È dall’inizio della sua carriera, ormai venticinque anni fa, che Paul Pfeiffer cerca di rispondere alla domanda: «Chi sfrutta chi? Sono le immagini che ci trasformano o siamo noi che trasformiamo le immagini?». La sua nuova retrospettiva al Guggenheim Museum è il suo tentativo di risposta.
Dal 30 novembre al 16 marzo 2025 la mostra «Paul Pfeiffer: prologo alla storia della nascita della libertà» presenta oltre trenta opere dell’artista hawaiano (Honolulu, 1966), esplorando la vasta gamma dei suoi approcci creativi: dalle installazioni video, che lo hanno reso famoso, alle fotografie, fino alle sculture degli ultimi anni. La scala delle opere esposte, che variano dalle miniature tipiche degli inizi della sua carriera alle installazioni immense degli ultimi anni, contribuisce a destabilizzare le aspettative dello spettatore, invitandolo a mettere in questione la propria relazione con le immagini che «consuma».
A prescindere dal medium, l’obiettivo della ricerca di Pfeiffer rimane invariato: analizzare l’impatto dell’immagine sulla coscienza collettiva, sulla costruzione dell’identità.
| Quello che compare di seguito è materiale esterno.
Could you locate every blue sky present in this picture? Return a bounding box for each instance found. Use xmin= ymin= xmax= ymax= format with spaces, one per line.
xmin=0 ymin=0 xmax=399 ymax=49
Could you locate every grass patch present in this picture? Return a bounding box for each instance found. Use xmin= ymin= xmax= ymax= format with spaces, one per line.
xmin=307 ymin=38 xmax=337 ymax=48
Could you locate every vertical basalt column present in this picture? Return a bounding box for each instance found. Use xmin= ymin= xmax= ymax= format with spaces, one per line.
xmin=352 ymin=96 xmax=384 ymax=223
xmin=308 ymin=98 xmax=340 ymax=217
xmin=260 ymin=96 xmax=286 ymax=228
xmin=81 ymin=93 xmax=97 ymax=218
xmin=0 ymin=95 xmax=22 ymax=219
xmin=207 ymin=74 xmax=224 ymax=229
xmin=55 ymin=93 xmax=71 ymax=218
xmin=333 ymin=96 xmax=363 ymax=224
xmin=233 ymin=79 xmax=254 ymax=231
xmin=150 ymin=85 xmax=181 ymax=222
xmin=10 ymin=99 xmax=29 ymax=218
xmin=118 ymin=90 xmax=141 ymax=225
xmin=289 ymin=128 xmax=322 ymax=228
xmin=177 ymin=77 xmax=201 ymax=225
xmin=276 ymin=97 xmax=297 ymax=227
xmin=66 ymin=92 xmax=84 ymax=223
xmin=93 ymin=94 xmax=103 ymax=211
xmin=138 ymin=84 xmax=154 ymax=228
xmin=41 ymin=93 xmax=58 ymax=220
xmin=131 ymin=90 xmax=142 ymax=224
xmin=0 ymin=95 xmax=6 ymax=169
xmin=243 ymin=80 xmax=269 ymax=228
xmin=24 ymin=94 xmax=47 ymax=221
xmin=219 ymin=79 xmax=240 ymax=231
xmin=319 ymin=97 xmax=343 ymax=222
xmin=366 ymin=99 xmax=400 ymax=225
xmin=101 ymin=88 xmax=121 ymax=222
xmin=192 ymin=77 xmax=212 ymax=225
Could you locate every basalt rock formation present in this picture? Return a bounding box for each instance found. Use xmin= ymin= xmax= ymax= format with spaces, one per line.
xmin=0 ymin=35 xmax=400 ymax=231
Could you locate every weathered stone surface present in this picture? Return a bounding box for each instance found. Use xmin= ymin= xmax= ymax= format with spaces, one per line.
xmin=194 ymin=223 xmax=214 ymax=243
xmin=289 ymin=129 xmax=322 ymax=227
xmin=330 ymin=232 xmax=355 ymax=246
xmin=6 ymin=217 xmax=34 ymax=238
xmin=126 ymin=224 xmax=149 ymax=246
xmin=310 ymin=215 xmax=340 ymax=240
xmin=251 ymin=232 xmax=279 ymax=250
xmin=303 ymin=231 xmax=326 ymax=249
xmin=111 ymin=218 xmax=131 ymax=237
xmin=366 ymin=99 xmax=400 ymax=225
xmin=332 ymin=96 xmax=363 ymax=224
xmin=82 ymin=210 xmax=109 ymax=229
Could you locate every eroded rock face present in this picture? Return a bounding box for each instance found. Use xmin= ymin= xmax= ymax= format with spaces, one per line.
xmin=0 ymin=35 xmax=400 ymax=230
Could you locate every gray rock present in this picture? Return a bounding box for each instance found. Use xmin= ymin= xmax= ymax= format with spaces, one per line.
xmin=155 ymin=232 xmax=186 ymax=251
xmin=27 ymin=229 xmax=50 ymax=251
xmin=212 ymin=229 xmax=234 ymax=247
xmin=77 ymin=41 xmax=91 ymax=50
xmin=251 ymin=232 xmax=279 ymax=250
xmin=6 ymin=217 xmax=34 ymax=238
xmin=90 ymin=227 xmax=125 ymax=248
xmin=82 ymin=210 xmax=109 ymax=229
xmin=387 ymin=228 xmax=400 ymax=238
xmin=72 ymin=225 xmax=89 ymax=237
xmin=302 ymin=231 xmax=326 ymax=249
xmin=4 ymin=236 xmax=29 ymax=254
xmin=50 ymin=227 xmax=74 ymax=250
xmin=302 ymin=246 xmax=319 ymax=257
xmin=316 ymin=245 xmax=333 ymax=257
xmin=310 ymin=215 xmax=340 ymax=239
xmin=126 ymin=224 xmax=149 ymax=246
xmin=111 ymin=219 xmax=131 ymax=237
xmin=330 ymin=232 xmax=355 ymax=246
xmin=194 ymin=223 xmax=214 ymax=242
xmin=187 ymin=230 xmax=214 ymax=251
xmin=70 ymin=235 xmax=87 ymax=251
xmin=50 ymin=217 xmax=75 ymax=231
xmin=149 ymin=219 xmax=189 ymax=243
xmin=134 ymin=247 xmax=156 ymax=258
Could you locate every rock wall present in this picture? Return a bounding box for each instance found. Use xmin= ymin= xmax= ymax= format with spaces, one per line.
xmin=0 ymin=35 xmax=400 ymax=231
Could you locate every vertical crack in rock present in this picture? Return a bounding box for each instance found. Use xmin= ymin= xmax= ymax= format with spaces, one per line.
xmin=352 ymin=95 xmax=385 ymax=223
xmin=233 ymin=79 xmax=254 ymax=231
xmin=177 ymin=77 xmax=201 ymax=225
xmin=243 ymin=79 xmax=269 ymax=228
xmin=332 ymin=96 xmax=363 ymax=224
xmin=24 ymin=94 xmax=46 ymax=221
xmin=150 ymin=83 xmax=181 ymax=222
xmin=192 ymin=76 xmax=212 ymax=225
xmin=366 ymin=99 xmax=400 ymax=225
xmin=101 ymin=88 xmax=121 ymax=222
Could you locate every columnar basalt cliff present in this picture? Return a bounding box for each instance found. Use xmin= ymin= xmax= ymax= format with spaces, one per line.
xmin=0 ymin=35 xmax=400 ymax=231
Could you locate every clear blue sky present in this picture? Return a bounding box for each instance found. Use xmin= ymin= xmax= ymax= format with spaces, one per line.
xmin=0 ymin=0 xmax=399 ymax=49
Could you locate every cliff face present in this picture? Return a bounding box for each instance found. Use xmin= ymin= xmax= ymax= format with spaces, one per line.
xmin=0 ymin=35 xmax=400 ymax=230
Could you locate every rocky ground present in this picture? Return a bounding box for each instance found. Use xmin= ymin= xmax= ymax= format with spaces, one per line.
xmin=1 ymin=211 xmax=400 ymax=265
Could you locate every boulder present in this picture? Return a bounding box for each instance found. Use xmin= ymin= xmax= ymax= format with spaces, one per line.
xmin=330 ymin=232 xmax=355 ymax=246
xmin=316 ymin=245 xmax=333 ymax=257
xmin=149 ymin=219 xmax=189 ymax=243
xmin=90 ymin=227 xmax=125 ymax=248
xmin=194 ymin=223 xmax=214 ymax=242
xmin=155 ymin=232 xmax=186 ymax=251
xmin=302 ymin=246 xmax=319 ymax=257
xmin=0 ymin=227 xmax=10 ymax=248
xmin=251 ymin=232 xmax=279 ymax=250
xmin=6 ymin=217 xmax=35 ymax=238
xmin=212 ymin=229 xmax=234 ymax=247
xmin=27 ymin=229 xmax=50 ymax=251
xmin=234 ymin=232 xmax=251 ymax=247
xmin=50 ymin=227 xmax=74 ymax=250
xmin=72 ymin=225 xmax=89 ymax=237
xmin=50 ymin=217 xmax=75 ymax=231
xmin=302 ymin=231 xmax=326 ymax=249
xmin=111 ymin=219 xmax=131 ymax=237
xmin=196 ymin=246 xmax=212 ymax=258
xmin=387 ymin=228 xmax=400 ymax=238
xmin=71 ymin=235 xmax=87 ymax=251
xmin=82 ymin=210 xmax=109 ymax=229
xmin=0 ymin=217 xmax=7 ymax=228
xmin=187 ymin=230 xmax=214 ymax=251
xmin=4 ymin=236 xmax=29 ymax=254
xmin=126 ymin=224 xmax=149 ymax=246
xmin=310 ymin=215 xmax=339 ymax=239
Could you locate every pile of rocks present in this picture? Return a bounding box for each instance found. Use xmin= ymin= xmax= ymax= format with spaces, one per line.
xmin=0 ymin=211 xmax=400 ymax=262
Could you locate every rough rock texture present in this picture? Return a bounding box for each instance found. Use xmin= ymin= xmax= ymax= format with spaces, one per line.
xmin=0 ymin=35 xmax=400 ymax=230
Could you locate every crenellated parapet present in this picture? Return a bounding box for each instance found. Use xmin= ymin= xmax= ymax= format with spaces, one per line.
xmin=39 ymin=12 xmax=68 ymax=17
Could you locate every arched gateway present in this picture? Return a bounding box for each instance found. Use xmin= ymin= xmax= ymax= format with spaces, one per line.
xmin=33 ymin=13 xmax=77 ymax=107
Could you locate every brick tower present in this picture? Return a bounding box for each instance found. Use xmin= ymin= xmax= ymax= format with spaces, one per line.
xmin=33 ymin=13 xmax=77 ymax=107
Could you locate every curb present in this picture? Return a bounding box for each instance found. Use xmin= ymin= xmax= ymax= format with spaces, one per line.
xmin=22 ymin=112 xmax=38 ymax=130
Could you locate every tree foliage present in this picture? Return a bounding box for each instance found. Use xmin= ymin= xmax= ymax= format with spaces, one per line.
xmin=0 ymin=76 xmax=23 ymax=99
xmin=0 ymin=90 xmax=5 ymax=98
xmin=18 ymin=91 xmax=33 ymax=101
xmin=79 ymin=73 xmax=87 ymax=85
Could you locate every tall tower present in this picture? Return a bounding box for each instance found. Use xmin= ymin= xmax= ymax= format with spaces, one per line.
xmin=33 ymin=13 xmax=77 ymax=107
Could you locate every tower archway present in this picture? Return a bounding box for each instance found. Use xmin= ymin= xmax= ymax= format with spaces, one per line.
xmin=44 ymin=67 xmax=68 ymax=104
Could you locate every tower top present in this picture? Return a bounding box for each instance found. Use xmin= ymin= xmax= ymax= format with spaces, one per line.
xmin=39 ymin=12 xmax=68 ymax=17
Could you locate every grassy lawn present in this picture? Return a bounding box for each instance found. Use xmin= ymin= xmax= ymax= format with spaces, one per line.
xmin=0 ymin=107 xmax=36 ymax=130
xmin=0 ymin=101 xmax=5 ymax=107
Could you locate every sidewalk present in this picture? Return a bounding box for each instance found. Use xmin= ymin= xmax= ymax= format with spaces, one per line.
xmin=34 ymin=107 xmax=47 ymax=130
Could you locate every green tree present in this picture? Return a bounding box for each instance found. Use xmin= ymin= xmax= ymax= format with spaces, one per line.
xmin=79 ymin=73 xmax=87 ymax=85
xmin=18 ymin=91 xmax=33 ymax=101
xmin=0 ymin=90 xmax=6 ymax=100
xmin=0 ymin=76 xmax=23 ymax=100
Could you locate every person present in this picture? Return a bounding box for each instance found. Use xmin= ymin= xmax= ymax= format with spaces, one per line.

Per riuscirci, Pfeiffer si concentra sul mondo dello spettacolo, utilizzando stadi, teatri, set hollywoodiani e idoli della cultura pop contemporanea per identificare i meccanismi attraverso cui creiamo un «noi» verso un «loro», alimentiamo il culto delle celebrità e offriamo ai mass media il potere di influenzare la nostra percezione del mondo. La serie «Incarnator» (dal 2018), ad esempio, realizzata in collaborazione con scultori spagnoli, filippini e messicani, trasforma Justin Bieber in una reincarnazione moderna di Cristo, rielaborando tradizioni ultracentenarie in una riflessione sul culto del sacro nella società contemporanea. Allo stesso modo, in «Four Horsemen of the Apocalypse» (dal 2000), la manipolazione delle fotografie dei match di basket della Nba trasforma i giocatori in figure divine.
L’interesse di Pfeiffer per il cinema e la produzione di immagini, il grande denominatore comune della nostra società, si intuisce già dall’allestimento, ispirato dal design di uno studio del suono. Il titolo stesso della mostra, inoltre, richiama una svolta fondamentale nell’evoluzione del cinema americano, con un riferimento al colossal «I Dieci Comandamenti» di DeMille, il film più costoso mai prodotto all’epoca della sua uscita, nel 1956. E, in maniera più esplicita, con creazioni quali «Red Green Blue» (2022) o «Live from Neverland» (2006), Pfeiffer ci ricorda il pesante processo di post produzione a cui sono sottoposte le trasmissioni televisive e l’impatto di tali manipolazioni sulla nostra comprensione.